Hi:
The steal_locks() call in binfmt_elf.c is buggy. It steals locks from
a files entry whose reference was dropped much earlier. This allows it
to steal other process's locks.
The following patch calls steal_locks() earlier so that this does not
happen.
Cheers,
--
Debian GNU/Linux 3.0 is out! ( http://www.debian.org/ )
Email: Herbert Xu ~{PmV>HI~} <[email protected]>
Home Page: http://gondor.apana.org.au/~herbert/
PGP Key: http://gondor.apana.org.au/~herbert/pubkey.txt
Hi:
The unshare_files patch to flush_old_exec() did not restore the original
state when exec_mmap fails. This patch fixes that.
At this point, I believe the unshare_files stuff should be fine from
a correctness point of view. However, there is still a performance
problem as every ELF exec call ends up dupliating the files structure
as well as walking through all file locks.
Cheers,
--
Debian GNU/Linux 3.0 is out! ( http://www.debian.org/ )
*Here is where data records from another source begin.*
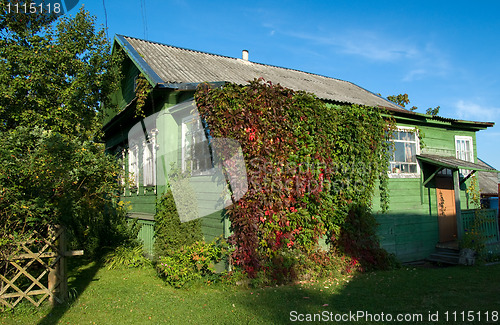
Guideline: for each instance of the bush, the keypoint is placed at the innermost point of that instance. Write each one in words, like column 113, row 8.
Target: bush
column 180, row 266
column 127, row 257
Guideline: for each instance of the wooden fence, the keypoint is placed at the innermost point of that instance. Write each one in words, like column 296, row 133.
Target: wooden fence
column 36, row 270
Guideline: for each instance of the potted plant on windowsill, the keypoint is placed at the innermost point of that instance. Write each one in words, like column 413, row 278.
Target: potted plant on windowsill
column 471, row 246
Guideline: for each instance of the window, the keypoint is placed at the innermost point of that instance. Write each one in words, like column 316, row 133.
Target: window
column 404, row 156
column 196, row 155
column 464, row 150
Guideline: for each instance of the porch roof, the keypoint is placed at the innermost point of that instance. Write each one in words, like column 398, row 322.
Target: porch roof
column 454, row 163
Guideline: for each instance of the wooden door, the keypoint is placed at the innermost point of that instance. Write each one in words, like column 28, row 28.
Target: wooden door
column 447, row 216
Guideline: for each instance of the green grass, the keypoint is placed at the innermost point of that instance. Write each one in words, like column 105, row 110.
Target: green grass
column 137, row 296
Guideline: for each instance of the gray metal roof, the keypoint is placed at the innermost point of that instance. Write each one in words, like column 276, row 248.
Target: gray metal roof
column 174, row 65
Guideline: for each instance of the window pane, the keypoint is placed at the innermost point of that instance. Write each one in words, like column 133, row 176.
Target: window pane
column 410, row 152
Email: Herbert Xu ~{PmV>HI~} <[email protected]>
Home Page: http://gondor.apana.org.au/~herbert/
PGP Key: http://gondor.apana.org.au/~herbert/pubkey.txt
On Fri, Aug 08, 2003 at 08:53:21PM +1000, herbert wrote:
>
> The steal_locks() call in binfmt_elf.c is buggy. It steals locks from
> a files entry whose reference was dropped much earlier. This allows it
> to steal other process's locks.
>
> The following patch calls steal_locks() earlier so that this does not
> happen.
My patch is buggy too. If a file is closed by another clone between
the two steal_locks calls the lock will again be lost. Fortunately
this much harder to trigger than the previous bug.
The following patch fixes that.
--
Debian GNU/Linux 3.0 is out! ( http://www.debian.org/ )
Email: Herbert Xu ~{PmV>HI~} <[email protected]>
Home Page: http://gondor.apana.org.au/~herbert/
PGP Key: http://gondor.apana.org.au/~herbert/pubkey.txt
On Sat, 9 Aug 2003, Herbert Xu wrote:
> Hi:
>
> The unshare_files patch to flush_old_exec() did not restore the original
> state when exec_mmap fails. This patch fixes that.
Indeed. This is still needed.
> At this point, I believe the unshare_files stuff should be fine from
> a correctness point of view. However, there is still a performance
> problem as every ELF exec call ends up dupliating the files structure
> as well as walking through all file locks.
Cheers,
Andreas.
On Sat, Aug 09, 2003 at 11:11:16AM +1000, herbert wrote:
>
> At this point, I believe the unshare_files stuff should be fine from
> a correctness point of view. However, there is still a performance
> problem as every ELF exec call ends up dupliating the files structure
> as well as walking through all file locks.
Here is the patch that ensures files is only duplicated when necessary.
--
Debian GNU/Linux 3.0 is out! ( http://www.debian.org/ )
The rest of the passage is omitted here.